Reporter : Ainur Rohim
Sidney (beritajatim.com)--Pengusaha Jawa Timur diharapkan bisa memacu pasar di luar negeri, termasuk ke Australia. Untuk keperluan ini, pengusaha nasional perlu bersinergi untuk melakukan riset pemasaran yang komprehensif guna memetakan potensi pasar di Negeri Kanguru tersebut.
Demikian dikatakan Wakil Ketua Umum Kadin Jatim Bidang Pengembangan Jaringan Usaha, Diar Kusuma Putra, di Sidney, Jumat (1/7/2011). Diar dihubungi wartawan dari Surabaya sesuai delegasi Kadin Jatim bertemu dengan Kadin New South Wales, Australia, Jumat (1/7/2011).
"Pengusaha kita sebenarnya bisa memanfaatkan keberadaan Indonesia-Australia Business Council untuk mengetahui potensi pasar yang bisa digarap di Australia. Namun hal itu selama ini tak optimal," ujar Diar.
Berdasarkan data BPS, perdagangan Indonesia-Australia terus menunjukkan tren positif setiap tahunnya dengan rata-rata pertumbuhan 8,2% per tahun sepanjang 2006-2010. Pada 2010, nilai perdagangan kedua negara mencapai USD 8,3 miliar.
Namun, neraca perdagangan Indonesia dan Australia masih terus defisit. Pada 2006 desifit USD 1,076 miliar, 2007 defisit USD 949,226 juta, 2008 defisit USD 1,873 miliar, 2009 defisit USD 1,662 miliar, dan 2010 defisit USD 1,729 miliar.
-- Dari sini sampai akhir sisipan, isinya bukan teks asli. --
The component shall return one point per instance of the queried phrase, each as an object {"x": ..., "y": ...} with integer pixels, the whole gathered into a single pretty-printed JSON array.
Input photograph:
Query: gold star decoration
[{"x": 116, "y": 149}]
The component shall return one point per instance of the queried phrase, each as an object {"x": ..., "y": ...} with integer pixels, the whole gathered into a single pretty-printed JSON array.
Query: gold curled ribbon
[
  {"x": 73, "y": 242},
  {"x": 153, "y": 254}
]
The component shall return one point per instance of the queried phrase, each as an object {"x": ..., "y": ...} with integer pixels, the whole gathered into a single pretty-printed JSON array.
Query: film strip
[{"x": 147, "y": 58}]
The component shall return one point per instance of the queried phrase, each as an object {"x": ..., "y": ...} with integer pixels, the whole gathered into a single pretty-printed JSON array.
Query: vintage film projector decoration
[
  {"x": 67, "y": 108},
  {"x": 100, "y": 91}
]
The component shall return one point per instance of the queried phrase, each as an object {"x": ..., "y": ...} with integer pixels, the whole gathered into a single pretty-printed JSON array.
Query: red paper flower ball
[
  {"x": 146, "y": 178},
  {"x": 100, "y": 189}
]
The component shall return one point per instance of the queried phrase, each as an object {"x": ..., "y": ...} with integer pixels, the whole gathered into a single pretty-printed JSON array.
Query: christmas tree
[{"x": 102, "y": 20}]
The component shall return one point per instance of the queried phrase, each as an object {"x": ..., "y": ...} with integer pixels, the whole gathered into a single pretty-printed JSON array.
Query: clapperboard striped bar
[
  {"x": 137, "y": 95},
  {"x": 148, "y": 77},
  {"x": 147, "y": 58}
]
Neraca perdagangan Jatim dan Australia juga masih defisit. Pada periode Januari-Mei 2011, impor nonmigas Jatim dari Australia mencapai USD 261,45 juta, naik 24,7% dibanding Januari-Mei 2010 yang sebesar USD 209,49 juta. Kontribusi impor nonmigas dari Australia terhadap total impor nonmigas sebesar 4,09%. Ekspor Jatim ke Australia tidak tercatat dalam jajaran sepuluh besar ekspor karena nilainya tidak signifikan.
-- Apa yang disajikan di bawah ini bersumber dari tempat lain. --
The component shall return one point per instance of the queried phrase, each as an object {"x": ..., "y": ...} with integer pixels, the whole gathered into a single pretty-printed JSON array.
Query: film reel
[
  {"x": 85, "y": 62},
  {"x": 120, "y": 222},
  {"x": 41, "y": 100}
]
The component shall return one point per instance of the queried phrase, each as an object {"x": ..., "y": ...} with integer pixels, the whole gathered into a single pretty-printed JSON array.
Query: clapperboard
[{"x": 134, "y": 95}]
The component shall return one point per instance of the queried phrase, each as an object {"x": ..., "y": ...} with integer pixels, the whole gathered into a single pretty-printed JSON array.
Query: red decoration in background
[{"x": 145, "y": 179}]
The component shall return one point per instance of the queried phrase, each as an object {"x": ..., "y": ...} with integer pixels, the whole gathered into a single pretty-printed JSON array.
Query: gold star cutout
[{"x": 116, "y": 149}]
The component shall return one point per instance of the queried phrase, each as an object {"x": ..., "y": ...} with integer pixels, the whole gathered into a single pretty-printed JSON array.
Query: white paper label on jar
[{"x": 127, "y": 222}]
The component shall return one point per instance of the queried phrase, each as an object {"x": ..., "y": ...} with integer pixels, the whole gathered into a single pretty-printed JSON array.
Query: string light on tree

Indonesia mengekspor berbagai komoditas curah seperti nikel, kertas, dan bahan kimia. Adapun Australia mengirim gandum, korondum, gula, biji besi, pupuk, alumunium, ternak, dan peralatan industri.
Diar menuturkan, pengusaha nasional juga perlu meningkatkan nilai tambah ekspor ke Australia. Pasalnya, selama ini produk curah yang diekspor Indonesia merupakan bahan mentah yang akan diproses lebih lanjut dan bahkan direekspor ke Indonesia.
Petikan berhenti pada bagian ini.